THEY BEAT 700 OTHERS

Kenyan researchers win Sh39 million each in study grants

The scientists were selected from a competitive pool of more than 700 applicants.

In Summary

•Dr Ezekiel Mugendi of Kenyatta University will use root-associated microorganisms to enhance sustainable crop production and beat  climate change.

•The sponsors also announced the opening of the next round of Flair applications, closing on May 15, 2019.

AAS said their research would be published in open access format.
AAS said their research would be published in open access format.
Image: FILE

Kenyan researchers are among 30 early career African scientists awarded about Sh39 million (US$391,500) each to address local problems for the next two years.

The scientists were selected from a competitive pool of more than 700 applicants.

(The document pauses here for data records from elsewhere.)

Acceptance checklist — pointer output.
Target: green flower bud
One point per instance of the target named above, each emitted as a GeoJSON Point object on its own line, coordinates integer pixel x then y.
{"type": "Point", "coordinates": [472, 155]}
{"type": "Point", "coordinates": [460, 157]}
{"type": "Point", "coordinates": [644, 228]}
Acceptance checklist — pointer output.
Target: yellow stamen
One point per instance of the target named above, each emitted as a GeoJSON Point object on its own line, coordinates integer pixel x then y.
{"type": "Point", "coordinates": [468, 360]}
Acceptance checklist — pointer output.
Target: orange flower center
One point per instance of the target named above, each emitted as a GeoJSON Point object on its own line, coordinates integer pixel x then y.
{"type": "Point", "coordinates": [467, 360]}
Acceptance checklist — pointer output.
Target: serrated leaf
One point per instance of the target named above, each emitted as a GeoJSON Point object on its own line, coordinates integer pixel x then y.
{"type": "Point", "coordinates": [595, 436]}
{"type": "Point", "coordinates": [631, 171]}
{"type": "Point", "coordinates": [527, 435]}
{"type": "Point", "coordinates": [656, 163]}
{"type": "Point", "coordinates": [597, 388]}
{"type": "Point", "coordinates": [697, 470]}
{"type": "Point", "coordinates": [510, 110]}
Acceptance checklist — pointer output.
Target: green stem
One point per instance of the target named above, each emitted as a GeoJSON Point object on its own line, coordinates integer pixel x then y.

Their research will range from providing renewable energy solutions and addressing climate change, to tackling food security and targeting health and environmental problems.

The scholarship programme, called Future Leaders – African Independent Research, is a brainchild of the African Academy of Sciences and UK’s Royal Society, with support from the UK’s Global Challenges Research Fund.

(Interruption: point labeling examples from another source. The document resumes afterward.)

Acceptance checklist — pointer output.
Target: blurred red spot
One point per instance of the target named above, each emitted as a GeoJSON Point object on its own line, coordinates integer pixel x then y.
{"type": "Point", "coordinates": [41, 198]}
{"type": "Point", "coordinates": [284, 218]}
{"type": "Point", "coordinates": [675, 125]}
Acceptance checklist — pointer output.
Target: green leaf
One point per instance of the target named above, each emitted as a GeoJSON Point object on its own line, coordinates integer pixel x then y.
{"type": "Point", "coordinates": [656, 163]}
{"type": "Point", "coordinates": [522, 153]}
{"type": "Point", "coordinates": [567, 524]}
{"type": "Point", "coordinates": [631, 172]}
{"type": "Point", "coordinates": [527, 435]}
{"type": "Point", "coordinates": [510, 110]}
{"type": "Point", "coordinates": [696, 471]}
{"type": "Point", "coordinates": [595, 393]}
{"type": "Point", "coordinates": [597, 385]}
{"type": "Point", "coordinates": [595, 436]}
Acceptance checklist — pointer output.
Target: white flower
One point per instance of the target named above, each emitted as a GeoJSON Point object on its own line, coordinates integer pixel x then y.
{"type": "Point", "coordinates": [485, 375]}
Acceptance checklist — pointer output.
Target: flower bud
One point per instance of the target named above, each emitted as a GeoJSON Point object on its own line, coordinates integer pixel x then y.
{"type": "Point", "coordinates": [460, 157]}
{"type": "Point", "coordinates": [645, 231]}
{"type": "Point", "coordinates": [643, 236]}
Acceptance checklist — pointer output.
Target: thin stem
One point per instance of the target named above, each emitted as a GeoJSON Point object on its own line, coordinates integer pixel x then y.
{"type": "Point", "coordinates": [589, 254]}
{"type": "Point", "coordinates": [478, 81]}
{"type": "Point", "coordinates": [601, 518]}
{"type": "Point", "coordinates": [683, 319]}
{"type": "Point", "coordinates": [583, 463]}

“It is designed to help talented early-career researchers, whose science is focused on the needs of the continent, establish independent careers in African institutions and ultimately, their own research groups,” AAS said in a statement.

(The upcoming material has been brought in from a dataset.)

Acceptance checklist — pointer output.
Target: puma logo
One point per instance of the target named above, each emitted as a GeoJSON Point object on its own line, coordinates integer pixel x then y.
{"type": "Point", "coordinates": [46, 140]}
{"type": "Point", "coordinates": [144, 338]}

AAS President Prof Felix Dakora said the programme would inspire African institutions to critically think about the role of and defining postdoctoral programmes that suit their needs and purpose.

AAS said their research would be published in open access format.

The three academies also announced the opening of the next round of Flair applications, closing on May 15, 2019.

“This year, the academies want to encourage more applications from under-represented countries, particularly Francophone and Lusophone countries,” AAS said.

Prof Richard Catlow, Foreign Secretary of the Royal Society, said: “Fostering science and innovation for social benefit and prosperity is key to the wellbeing of any society, and investing in Africa’s scientific talent holds the greatest potential to tackle global challenges and improve quality of life.”

Among the Kenyans is Dr Ezekiel Mugendi of Kenyatta University. His research will use root-associated microorganisms to enhance sustainable crop production and resilience of smallholder agroecosystems to climate change.

Kanyiva Muindi,  of the African Population and Health Research Centre, seeks to introduce ethanol as a cleaner, more sustainable fuel source and introduce this to homes throughout Kenya and other African countries.

Another Kenyan, Cecil King’ondu of the Botswana International University of Science and Technology, proposes the use of super capacitors to process the water more efficiently to meet standards and legitimise the use of biodiesel throughout Africa.

Francis Wamonje, of the International Centre of Insect Physiology and Ecology, plans to sequence the diversity of these viruses to introduce a strain to reduce aphid populations pesticide-free.

Other researchers are drawn from countries including Cameroon, Nigeria, Rwanda, South Africa and Zimbabwe.